O governo do Maranhão acrescentou R$ 19,6 milhões ao contrato das obras de prolongamento da Avenida Litorânea, entre o Olho d’Água, em São Luís, e o Araçagy, em São José de Ribamar. Com o novo aditivo, o valor contratado com a Lucena Infraestrutura Ltda. passa de R$ 237,95 milhões para R$ 257,55 milhões.
O segundo termo aditivo foi assinado pela Secretaria de Estado da Infraestrutura (Sinfra) em 21 de agosto e publicado nesta sexta-feira (28). O documento prevê o acréscimo de R$ 20,29 milhões e a supressão de R$ 700,3 mil, resultando em um aumento líquido de R$ 19,59 milhões.
É a segunda alteração com aumento líquido no valor do contrato. A Lucena venceu a licitação por R$ 235,69 milhões. O primeiro aditivo, assinado em 23 de julho, acrescentou R$ 14,3 milhões e suprimiu R$ 12,04 milhões, produzindo um aumento líquido de R$ 2,27 milhões e levando o contrato a R$ 237,95 milhões.
Com os dois aditivos, o valor contratado aumentou R$ 21,86 milhões em relação aos R$ 235,69 milhões iniciais, uma elevação de aproximadamente 9,3%.
O novo aumento ocorre cinco meses depois de o Tribunal de Contas da União (TCU) confirmar irregularidades na licitação, nos projetos e na execução da obra. Em março, como mostrou o Observador Maranhense, o plenário da Corte apontou, entre outros problemas, deficiências nos projetos básico e executivo, alterações de serviços sem aditivo prévio, falhas nas medições, restrição à competitividade e irregularidades na subcontratação.
Uma das determinações do TCU foi para que a Sinfra apresentasse um novo projeto executivo à Caixa Econômica Federal e formalizasse um aditivo, sem custo financeiro adicional para a administração, para regularizar a substituição dos tubos de concreto previstos na rede de drenagem por tubulação de PEAD e outras adequações técnicas.
A Corte também determinou que, caso novos aditivos fossem necessários em razão das falhas identificadas nos projetos básico ou executivo, a Sinfra apurasse a responsabilidade dos responsáveis técnicos e adotasse providências para ressarcir eventuais danos causados à administração.

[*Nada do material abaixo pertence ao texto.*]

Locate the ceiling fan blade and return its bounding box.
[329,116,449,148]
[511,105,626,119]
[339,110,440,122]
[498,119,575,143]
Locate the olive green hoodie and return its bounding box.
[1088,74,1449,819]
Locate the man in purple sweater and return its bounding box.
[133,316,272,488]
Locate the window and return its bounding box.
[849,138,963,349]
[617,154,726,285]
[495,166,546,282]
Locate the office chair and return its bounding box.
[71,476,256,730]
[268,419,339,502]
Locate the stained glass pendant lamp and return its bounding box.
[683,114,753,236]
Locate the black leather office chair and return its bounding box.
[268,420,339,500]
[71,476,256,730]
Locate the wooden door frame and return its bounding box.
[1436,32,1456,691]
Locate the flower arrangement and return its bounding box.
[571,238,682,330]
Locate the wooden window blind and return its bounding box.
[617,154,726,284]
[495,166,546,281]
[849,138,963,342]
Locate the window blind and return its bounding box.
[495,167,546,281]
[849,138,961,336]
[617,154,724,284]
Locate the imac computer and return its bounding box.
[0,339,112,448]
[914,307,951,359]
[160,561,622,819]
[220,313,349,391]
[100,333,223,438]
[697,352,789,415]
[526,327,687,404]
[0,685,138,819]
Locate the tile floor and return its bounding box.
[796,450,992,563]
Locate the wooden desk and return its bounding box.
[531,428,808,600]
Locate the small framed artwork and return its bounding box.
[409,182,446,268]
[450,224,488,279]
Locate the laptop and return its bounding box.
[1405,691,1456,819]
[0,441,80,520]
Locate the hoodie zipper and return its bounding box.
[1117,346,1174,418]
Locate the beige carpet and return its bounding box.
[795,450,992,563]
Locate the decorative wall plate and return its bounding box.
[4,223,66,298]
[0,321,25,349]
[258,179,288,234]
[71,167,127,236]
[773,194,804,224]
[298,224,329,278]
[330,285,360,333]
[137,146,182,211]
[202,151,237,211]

O extrato do segundo aditivo publicado agora não informa quais serviços justificaram o acréscimo de R$ 19,6 milhões. Com as informações disponíveis, portanto, não é possível estabelecer se o novo aumento está relacionado às adequações determinadas pelo TCU ou a outras alterações no contrato.
Outro ponto é a diferença entre o valor atual do contrato e os recursos federais previstos para o empreendimento. No julgamento de março, o TCU registrou que o Termo de Compromisso nº 1095813-46, firmado no âmbito do Novo PAC, destinava R$ 237,08 milhões do Orçamento Geral da União à obra. Naquele momento, não havia previsão de contrapartida financeira do Estado.
Com o segundo aditivo, o contrato alcança R$ 257,55 milhões, cerca de R$ 20,47 milhões acima do valor registrado no termo de compromisso analisado pelo TCU. A publicação do novo aditivo não informa se houve posteriormente uma ampliação do repasse federal nem detalha a origem dos recursos destinados a cobrir essa diferença.
Auditoria identificou dez achados
Durante a fiscalização, o TCU identificou dez achados, entre eles serviços alterados e executados sem o correspondente aditivo, projetos básico e executivo deficientes, orçamento deficiente, medição incompatível com o regime do contrato, restrição à competitividade da licitação e irregularidades na subcontratação.
O Tribunal também abriu audiências para que agentes públicos e empresas apresentassem justificativas sobre parte das irregularidades. Apesar dos problemas encontrados, a Corte concluiu que eles não eram graves o suficiente para determinar a paralisação da obra ou o bloqueio dos recursos federais.
No mesmo julgamento, o TCU não confirmou um possível superfaturamento de R$ 1,8 milhão apontado preliminarmente durante a fiscalização.
À época, a Sinfra afirmou que o processo licitatório havia seguido a legislação, negou risco de superfaturamento e informou que já havia adotado providências administrativas diante dos apontamentos feitos pelo Tribunal.